If you want to stay ahead of the web publishing curve, now is the time to start learning and experimenting with the Semantic Web. It’s been in development since the ’90s, led by Tim Berners-Lee himself. When media historians write books about the information transformation we are in (from print to web), the Semantic Web will be at least as important as the invention of HTML. Having Semantic Web-enabled pages will soon be a big competitive advantage for you and your company.

For example, you can get rich snippets in your Google search engine results if you enable linking data on your pages. But that is just the tip of the iceberg in what you will be able to do with Semantic Web-enabled content.

What is the Semantic Web?

The Semantic Web is a set of standards developed by the w3C that allows website owners to embed all kinds of data in their content and organize the data with inference rules. To applications, the Web is a big blob of unstructured data–mostly raw text. It’s really hard for applications like search engines to make sense out of it all. For those who adopt it, the Semantic Web will add structure to the data so that applications can better understand what to do with all the content. This will allow more automated Web processing, such as intelligent RSS feeds and better search algorithms.

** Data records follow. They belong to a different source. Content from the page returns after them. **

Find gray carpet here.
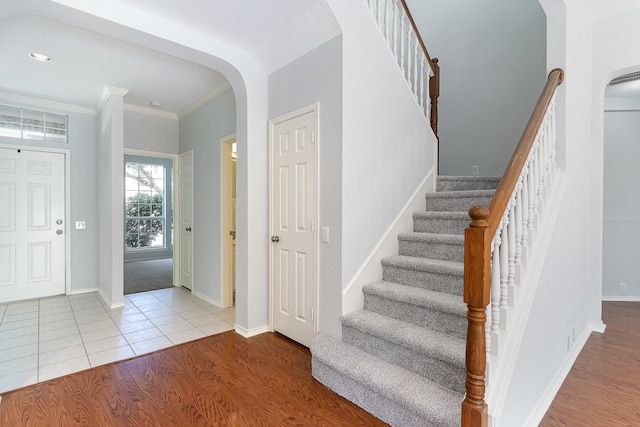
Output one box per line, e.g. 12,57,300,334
311,177,499,427
124,258,173,295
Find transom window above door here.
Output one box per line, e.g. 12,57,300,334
124,162,167,250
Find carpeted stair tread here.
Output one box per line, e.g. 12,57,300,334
381,255,464,276
362,280,467,318
381,255,464,295
342,310,465,369
425,190,495,212
436,175,501,191
311,334,464,426
413,211,471,235
398,232,464,262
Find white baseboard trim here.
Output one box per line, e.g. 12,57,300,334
342,169,436,316
602,295,640,302
233,323,271,338
191,289,222,308
524,329,593,427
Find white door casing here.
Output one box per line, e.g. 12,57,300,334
0,147,67,302
269,104,318,346
220,134,236,308
176,150,193,289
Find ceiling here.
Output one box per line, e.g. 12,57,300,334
0,0,339,115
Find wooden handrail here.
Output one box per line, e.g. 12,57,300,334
489,68,564,239
461,68,564,427
400,0,435,72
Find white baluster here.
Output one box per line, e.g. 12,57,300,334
411,36,420,94
391,0,398,54
491,232,500,333
399,7,407,74
507,199,518,305
407,31,413,84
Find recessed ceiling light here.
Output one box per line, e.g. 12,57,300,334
29,52,51,62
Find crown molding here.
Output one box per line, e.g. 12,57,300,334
0,92,96,116
124,104,178,120
96,86,129,113
177,80,231,120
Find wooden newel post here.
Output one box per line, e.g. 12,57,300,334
461,206,491,427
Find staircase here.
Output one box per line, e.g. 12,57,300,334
311,177,499,427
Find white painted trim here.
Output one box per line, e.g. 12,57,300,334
123,104,178,120
486,171,567,420
602,295,640,302
342,168,436,316
516,329,593,427
233,323,271,338
191,290,222,308
267,102,321,344
176,80,231,120
0,92,97,116
0,143,72,304
220,132,236,307
95,86,129,114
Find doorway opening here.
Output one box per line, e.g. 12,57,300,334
124,154,174,295
220,134,238,308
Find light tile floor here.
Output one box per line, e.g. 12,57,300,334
0,288,236,393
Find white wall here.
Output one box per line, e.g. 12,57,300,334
179,89,236,305
269,36,342,335
124,109,180,154
97,89,124,308
327,0,435,289
602,110,640,300
0,100,98,293
407,0,547,176
501,0,640,425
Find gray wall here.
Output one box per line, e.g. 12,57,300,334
0,102,98,298
602,110,640,300
179,89,236,303
124,154,173,262
124,110,180,154
269,36,342,334
407,0,547,176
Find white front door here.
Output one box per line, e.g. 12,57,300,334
178,150,193,289
0,148,67,303
269,107,317,346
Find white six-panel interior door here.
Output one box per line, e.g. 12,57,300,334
270,105,317,346
0,147,68,303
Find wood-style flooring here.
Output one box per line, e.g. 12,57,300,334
540,302,640,427
0,332,386,427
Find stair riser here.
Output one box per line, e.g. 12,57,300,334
436,178,500,191
311,357,432,427
426,193,491,212
342,324,465,393
382,266,464,295
413,218,471,234
364,293,467,339
399,240,464,262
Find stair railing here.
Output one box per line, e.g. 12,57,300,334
364,0,440,136
462,68,564,426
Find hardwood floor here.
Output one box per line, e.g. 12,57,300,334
540,302,640,427
0,332,386,427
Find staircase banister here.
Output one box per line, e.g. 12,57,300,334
487,68,564,238
400,0,436,73
461,68,564,427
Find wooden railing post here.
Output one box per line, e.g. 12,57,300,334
461,206,491,427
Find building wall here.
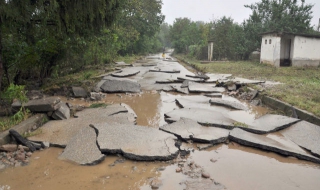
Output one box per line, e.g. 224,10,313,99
292,36,320,67
260,34,281,67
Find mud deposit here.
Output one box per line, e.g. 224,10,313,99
0,91,320,190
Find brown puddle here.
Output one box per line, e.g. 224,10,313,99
0,91,320,190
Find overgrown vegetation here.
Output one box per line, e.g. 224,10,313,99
0,0,164,91
166,0,319,60
22,128,42,138
0,84,31,131
176,55,320,116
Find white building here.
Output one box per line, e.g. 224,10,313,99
260,32,320,67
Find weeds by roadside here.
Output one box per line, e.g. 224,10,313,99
0,84,32,132
22,128,42,138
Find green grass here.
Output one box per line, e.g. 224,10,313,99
0,109,32,132
22,128,42,138
176,55,320,116
89,103,108,108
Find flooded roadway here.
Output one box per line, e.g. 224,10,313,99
0,91,320,190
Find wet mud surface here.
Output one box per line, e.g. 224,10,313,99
0,54,320,190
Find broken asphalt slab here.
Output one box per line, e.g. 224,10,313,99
12,96,61,112
281,121,320,157
165,108,235,129
229,128,320,163
111,67,140,77
114,61,132,67
204,93,222,98
160,118,229,144
209,98,249,110
59,126,105,165
205,73,232,83
100,79,141,93
186,74,210,80
149,69,180,73
28,104,135,147
230,77,265,84
188,83,226,93
72,86,88,98
52,102,70,120
227,112,300,134
91,122,179,161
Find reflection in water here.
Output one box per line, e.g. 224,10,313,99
0,91,320,190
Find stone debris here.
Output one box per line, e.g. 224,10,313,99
51,102,70,120
93,79,106,93
165,108,235,129
72,86,88,98
229,128,320,163
100,79,141,93
0,145,32,170
176,160,226,190
150,179,162,189
59,126,105,165
90,92,106,101
204,93,222,98
227,83,237,91
180,80,190,88
0,144,18,152
210,98,249,110
26,90,44,100
160,118,229,144
184,179,226,190
12,96,61,112
171,84,189,94
280,121,320,157
92,121,179,161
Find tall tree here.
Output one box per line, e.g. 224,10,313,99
245,0,313,32
170,18,201,53
243,0,313,58
0,0,126,89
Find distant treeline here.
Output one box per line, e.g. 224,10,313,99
160,0,317,60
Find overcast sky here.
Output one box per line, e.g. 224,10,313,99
162,0,320,26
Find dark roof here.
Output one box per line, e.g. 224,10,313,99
260,31,320,38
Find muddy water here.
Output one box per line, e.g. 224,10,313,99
0,148,167,190
0,91,320,190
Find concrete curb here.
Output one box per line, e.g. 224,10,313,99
0,114,49,145
258,96,320,126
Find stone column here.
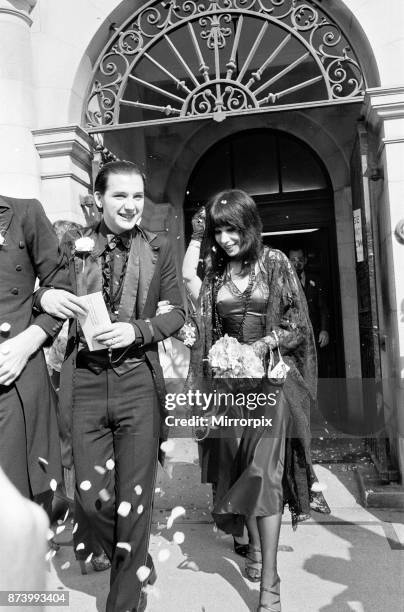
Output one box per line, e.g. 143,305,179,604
0,0,40,198
365,87,404,475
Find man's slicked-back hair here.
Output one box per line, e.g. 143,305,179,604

The promise I alluded to in the podcast series was about setting up intelligent RSS feeds that automatically serve relevant content to your audiences. Imagine being able to specify not only the keywords at the center of your RSS feed aggregators, but all kinds of other data, such as date, author, publisher, ratings, tags, etc. Suppose you developed a feed of all Kristina Halvorson’s tweets just about one facet of content strategy within the last two months, and you combined it on the same page with five other leading experts on content strategy that meet the same parameters in the same time frame. That might be the kind of page where “set-it-and-forget-it” aggregation makes sense, to answer Mike’s question more precisely. This kind of feed requires Semantic Web functions.

Search is the other area of web content that will change radically when more publishers enable Semantic Web standards such as RDF and OWL. These standards enable content owners not only to write content with the keywords their target audiences use, but also to disambiguate the meanings of those keywords. When search engines parse this code, they can serve more relevant content to their users. Using entity extraction, Semantic Web search engines will be able to assign the appropriate RDF data to pages whether they are coded appropriately or not. This is how the next generation of search engines will work.

As with search, most automated content efforts center on keywords. Social media listening is one case in point. The keywords you feed into any listening program determine the nature of your results. It’s a bit of a chicken-and-egg problem, because you need to monitor social media to learn about the words your audience favors, but you need to know what words your audience favors to accurately monitor social media on their behalf. Also, using keywords alone, the research needs human validation to ensure accuracy. Social media listening will be much more accurate on first pass if it looks for Semantic Web data in addition to keywords and links.

In this article, all I have been able to do is scratch the surface in this emerging field. But I wanted to give you a taste for it without overwhelming you. The Web seems hard enough as it is without over complicating it. The good news is, the Semantic Web should actually simplify Web publishing by giving publishers more tools to help their target audiences find and use relevant content. Preparing for the Semantic Web needs to be on your roadmap now.